I waited too long to write this entry, and now I’m bursting. Unfortunately, this means the information I previously translated and organized a bit in my head is now scattered. (Inner 19-year-old: Nobody will notice the difference. Duh. ((The rest of me’s giggling in the background.))) My sister is buying another property a few hours further north. (It’s effectively Canada where Americans have rights.) I immediately assumed the universe made it more possible for me to drive there, even though it’ll take longer. I’m running with it.

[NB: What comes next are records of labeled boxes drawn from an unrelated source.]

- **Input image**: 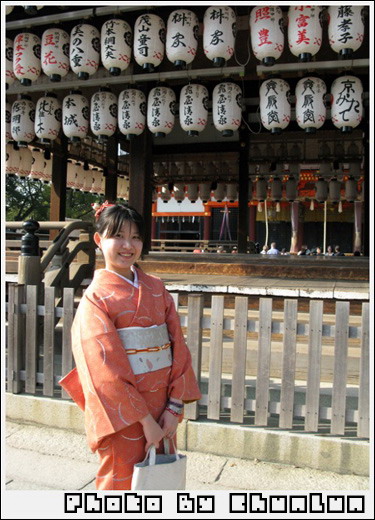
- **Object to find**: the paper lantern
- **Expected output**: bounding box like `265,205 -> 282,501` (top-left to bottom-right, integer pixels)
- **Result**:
186,183 -> 199,203
11,95 -> 35,146
17,146 -> 33,177
147,87 -> 176,137
29,148 -> 45,181
295,77 -> 327,133
203,6 -> 236,67
199,182 -> 211,204
5,38 -> 16,88
328,5 -> 365,59
101,19 -> 133,76
90,88 -> 118,140
35,93 -> 62,143
5,102 -> 12,143
288,5 -> 323,62
134,14 -> 165,72
5,144 -> 20,175
250,5 -> 284,66
331,76 -> 363,133
70,24 -> 100,80
62,90 -> 90,142
41,27 -> 70,82
13,33 -> 42,87
212,81 -> 242,137
315,177 -> 328,202
118,88 -> 147,139
166,9 -> 199,68
180,84 -> 208,136
259,78 -> 291,134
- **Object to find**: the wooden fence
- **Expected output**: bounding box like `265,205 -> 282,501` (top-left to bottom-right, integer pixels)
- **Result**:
7,284 -> 369,438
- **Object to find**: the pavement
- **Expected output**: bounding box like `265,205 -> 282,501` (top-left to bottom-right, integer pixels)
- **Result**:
4,420 -> 370,491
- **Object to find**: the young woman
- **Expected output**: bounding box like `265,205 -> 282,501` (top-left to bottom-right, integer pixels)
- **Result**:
60,203 -> 201,490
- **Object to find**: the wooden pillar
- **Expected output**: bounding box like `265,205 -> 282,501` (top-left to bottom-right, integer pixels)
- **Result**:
129,131 -> 153,254
49,134 -> 68,240
237,128 -> 250,253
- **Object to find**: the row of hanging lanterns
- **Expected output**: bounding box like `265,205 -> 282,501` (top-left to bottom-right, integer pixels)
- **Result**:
6,5 -> 364,86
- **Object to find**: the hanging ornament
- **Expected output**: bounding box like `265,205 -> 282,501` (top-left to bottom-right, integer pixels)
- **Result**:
118,88 -> 147,139
70,23 -> 100,80
250,5 -> 284,66
17,146 -> 33,177
11,94 -> 35,146
328,5 -> 365,59
288,5 -> 323,62
180,84 -> 208,136
295,77 -> 327,133
90,87 -> 118,141
5,38 -> 16,88
41,27 -> 70,82
134,14 -> 165,72
35,92 -> 62,143
101,19 -> 133,76
259,78 -> 291,134
203,6 -> 236,67
62,90 -> 90,143
212,81 -> 242,137
13,33 -> 42,87
147,87 -> 176,137
166,9 -> 199,69
331,76 -> 363,133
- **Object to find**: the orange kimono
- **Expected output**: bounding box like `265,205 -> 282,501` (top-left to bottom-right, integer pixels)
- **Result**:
60,269 -> 201,490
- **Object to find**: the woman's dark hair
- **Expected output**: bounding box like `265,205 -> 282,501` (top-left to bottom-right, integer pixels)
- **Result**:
95,204 -> 145,242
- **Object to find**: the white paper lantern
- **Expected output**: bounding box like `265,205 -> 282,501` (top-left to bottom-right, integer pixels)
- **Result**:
5,102 -> 12,143
5,144 -> 20,175
35,93 -> 62,143
90,88 -> 118,140
250,5 -> 284,66
147,87 -> 176,137
288,5 -> 323,62
134,13 -> 165,72
212,81 -> 242,137
29,148 -> 45,181
166,9 -> 199,68
328,5 -> 365,59
259,78 -> 291,133
62,90 -> 90,142
13,33 -> 42,86
180,84 -> 208,136
118,88 -> 147,139
70,24 -> 100,80
101,19 -> 133,76
11,95 -> 35,146
295,77 -> 327,132
203,6 -> 236,67
17,146 -> 33,177
41,27 -> 70,82
5,38 -> 16,88
331,76 -> 363,132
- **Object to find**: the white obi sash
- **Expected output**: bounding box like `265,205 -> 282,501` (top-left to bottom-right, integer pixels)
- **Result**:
117,323 -> 172,375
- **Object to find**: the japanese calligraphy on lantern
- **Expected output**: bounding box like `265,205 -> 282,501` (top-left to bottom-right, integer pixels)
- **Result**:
288,5 -> 322,61
328,5 -> 365,57
166,9 -> 199,66
296,77 -> 327,132
250,6 -> 284,65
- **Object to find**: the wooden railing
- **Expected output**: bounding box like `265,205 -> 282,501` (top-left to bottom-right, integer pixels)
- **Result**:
7,284 -> 369,438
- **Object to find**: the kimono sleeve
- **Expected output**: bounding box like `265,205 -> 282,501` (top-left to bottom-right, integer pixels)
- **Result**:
164,288 -> 202,403
72,296 -> 149,449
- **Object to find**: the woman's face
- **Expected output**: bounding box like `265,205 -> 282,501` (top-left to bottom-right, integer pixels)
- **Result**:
94,222 -> 143,278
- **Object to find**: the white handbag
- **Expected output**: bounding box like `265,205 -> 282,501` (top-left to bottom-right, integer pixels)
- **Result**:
131,438 -> 187,490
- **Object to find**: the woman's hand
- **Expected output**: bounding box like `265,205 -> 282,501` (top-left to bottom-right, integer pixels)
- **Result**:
140,414 -> 165,452
159,410 -> 178,439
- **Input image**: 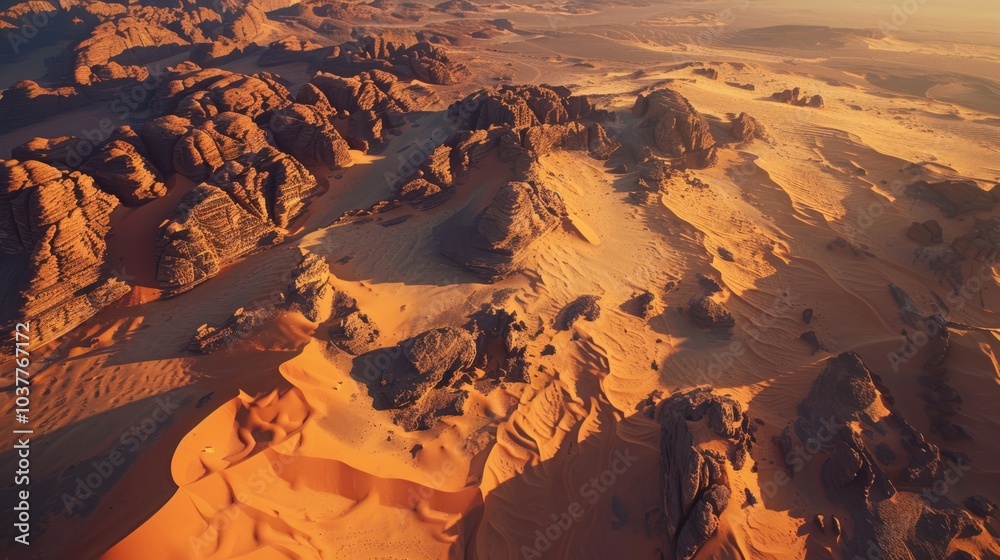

My sister likes outdoorsy stuff. The Army ruined outside for me; now, I only appreciate nature from air-conditioned, creepy-crawly-slithery-free environments. Preferably in 4k. 🙃 I love animals, but I’m the reason my family couldn’t have a dog when I was a kid. We tried a few times, but my inability to control my excitement got in the way. The puppy would sense my enthusiasm and mirror it back, usually in the form of a puddle. Or that time I became hysterical when our new white poodle got loose during a snow storm. (I was sure we’d never see her again and overreacted. 🤪🤭)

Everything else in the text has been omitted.